Oceans: Microplastics: No negative consequences for fish

seas
Microplastics: No negative consequences for fish

Fish embryos develop undamaged despite adherent microplastic fibers (arrows). photo

© Thünen Institute/dpa

Plastic waste in the sea is considered a major threat to the environment. Researchers from Bremerhaven have now examined the effects of microplastics on fish. The result surprises.

Environmentalists warn again and again about the dangers of plastic waste in the oceans. Researchers at the Thünen Institute for Fishery Ecology in Bremerhaven have therefore conducted a study on the effects of microplastics on fish.

For nine weeks, they fed sticklebacks a diet that contained as many microplastic fibers as seawater. For comparison, other fish were given a feed with natural cotton fibers. A third experimental group was fed a fiber-free diet.

Surprising conclusion

The conclusion of the researchers: “According to current scientific knowledge, the small amounts of microplastics ingested by fish in the North Sea and Baltic Sea do not lead to any impairment of fish health and do not pose a health risk to consumers.” Even with moderately higher microplastic concentrations in the sea, the scientists do not expect any significant damage to the fish.

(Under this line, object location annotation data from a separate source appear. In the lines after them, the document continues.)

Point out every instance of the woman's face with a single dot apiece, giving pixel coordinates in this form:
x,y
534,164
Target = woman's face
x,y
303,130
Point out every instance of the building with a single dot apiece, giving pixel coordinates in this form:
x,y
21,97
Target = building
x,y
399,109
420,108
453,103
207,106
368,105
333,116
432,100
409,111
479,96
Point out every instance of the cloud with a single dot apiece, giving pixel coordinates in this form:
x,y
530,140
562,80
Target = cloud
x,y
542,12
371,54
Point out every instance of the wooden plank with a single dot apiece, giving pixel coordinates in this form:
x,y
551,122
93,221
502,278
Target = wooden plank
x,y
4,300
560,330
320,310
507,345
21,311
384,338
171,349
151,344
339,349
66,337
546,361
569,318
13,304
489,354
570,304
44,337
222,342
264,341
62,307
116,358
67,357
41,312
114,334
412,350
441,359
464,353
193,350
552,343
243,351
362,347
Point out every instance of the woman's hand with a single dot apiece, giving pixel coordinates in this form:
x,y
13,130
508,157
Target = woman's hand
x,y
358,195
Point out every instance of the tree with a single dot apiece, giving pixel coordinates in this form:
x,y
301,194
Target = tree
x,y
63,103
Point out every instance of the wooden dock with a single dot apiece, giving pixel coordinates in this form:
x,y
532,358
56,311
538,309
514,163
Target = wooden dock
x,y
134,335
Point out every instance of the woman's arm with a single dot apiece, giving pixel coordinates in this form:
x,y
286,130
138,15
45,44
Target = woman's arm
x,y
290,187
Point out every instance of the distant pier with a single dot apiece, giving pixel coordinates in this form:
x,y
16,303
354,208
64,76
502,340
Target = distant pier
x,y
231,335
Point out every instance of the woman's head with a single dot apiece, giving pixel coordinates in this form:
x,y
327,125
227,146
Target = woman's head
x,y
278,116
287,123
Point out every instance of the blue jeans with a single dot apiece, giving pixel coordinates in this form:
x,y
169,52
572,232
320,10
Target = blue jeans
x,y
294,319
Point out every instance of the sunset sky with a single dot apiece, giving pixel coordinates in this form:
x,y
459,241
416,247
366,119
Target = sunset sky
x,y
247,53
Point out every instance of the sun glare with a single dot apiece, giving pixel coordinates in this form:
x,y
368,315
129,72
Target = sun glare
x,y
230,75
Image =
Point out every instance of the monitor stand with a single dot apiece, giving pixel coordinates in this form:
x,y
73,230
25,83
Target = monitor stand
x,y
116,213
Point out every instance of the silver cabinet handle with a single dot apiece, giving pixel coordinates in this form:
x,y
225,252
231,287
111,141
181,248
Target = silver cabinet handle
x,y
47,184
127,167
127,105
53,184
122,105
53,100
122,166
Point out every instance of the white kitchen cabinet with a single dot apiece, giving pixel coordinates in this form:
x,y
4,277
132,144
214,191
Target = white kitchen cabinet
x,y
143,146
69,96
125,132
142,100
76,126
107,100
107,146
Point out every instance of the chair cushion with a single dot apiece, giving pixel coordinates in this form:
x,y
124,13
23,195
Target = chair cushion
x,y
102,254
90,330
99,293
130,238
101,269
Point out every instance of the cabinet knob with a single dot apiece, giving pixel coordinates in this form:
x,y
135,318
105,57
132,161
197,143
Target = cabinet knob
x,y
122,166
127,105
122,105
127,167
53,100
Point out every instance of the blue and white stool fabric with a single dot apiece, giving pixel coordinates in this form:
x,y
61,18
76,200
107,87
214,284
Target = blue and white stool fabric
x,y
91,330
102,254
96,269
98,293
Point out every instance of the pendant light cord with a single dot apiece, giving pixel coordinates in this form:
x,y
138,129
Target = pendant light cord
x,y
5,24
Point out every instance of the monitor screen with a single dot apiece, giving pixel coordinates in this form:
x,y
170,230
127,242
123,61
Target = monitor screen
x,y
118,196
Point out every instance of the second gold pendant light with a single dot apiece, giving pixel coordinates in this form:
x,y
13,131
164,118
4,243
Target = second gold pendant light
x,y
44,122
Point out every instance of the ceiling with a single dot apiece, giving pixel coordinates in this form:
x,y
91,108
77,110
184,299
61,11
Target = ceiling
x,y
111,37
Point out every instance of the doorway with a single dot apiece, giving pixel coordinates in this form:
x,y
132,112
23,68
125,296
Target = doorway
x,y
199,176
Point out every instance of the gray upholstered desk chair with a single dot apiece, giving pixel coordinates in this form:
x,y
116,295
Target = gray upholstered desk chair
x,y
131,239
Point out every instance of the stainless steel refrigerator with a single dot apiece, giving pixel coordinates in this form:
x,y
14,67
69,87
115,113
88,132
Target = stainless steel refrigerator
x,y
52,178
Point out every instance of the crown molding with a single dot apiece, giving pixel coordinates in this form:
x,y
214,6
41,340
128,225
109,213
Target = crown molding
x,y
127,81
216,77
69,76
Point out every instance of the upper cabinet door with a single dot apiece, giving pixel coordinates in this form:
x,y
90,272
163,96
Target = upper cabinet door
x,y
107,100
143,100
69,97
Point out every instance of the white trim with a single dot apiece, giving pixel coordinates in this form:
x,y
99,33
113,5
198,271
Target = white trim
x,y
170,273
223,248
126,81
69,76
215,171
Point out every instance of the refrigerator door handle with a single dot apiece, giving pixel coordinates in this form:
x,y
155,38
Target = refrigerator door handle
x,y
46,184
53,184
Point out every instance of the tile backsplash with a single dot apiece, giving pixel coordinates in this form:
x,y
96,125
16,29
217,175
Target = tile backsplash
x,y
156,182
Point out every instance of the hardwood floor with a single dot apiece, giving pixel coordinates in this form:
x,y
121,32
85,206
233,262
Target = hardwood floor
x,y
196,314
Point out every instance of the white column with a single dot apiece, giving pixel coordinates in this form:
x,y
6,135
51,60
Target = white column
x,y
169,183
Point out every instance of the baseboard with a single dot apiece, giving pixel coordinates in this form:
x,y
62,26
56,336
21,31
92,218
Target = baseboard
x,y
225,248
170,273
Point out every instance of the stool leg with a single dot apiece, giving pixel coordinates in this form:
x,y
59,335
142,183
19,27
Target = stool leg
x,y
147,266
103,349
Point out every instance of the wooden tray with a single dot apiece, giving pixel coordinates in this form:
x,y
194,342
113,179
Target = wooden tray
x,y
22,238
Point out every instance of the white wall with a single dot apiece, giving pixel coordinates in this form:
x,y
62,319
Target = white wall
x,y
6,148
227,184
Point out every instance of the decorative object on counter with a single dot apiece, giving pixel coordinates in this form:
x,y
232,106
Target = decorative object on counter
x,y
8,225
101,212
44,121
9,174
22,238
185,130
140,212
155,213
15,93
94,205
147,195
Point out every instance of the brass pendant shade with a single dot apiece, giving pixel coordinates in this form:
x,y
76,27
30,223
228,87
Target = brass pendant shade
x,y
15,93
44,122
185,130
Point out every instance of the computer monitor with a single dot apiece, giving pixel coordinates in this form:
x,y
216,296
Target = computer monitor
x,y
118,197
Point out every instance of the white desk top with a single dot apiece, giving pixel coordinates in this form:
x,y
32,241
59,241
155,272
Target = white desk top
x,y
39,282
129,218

The study by the team led by fisheries ecologist Jörn Peter Scharsack was funded by the Federal Ministry of Food and Agriculture and recently published in the journal “Science of the Total Environment”.

According to the researchers, the North Sea is significantly more polluted with macro-waste than the Baltic Sea. In the study areas of the North Sea, the researchers found 70.7 pieces of waste per square kilometer, in the Baltic Sea 9.6. The waste in the North Sea consisted of 91.3 percent plastic, that in the Baltic Sea 62.2 percent. About 80 percent of plastic waste settles on the sea floor. There, due to environmental influences, it breaks down into smaller and smaller parts, most of which are made of polypropylene.

Microplastics can be found in the bodies of all marine animals studied so far, from plankton to fish to large marine mammals, it said. The researchers first determined the levels of microplastics in the digestive tract of wild fish that were trawled twice a year from the North and Baltic Seas. In particular, dabs – a type of flatfish – and herring were examined. The researchers were able to detect microplastic particles in the digestive tract of dabs, but fewer than ten particles per fish.

In another experiment, the offspring of three-spined sticklebacks caught at the mouth of the Weser near Bremerhaven served as test animals. The researchers investigated the influence of microplastics on the fertilization rates of the fish eggs and the development of the embryos and larvae. The scientists also looked at the immune system of the stickleback. The blood count of the animals showed no evidence of inflammation, explained Scharsack.

Where is the ingested microplastic?

The scientists explained: “Efficient excretion of the fibers with the faeces is expected to prevent harmful effects of microplastic fibers on fish – even at fiber concentrations well above current environmental measurements.”

According to Scharsack, the research results can be transferred to other fish species. “I would go so far as to say that it can in principle be applied to all vertebrates,” says the fisheries ecologist. The basic structures of the intestinal system are comparable in all vertebrates.

Other scientists have repeatedly expressed concern that microplastics harm animals. At the beginning of the year, Melanie Bergmann from the Alfred Wegener Institute explained that almost 90 percent of the examined marine species had an impact. “The documented effects are extremely worrying,” Bergmann said at the time when presenting a study commissioned by the environmental organization WWF.

Scharsack said: “Our studies do not show that the increasing pollution of the sea with plastic is unproblematic. Only concrete indications that the intake of microplastics impairs the health of the fish or inhibits their development have not been found.”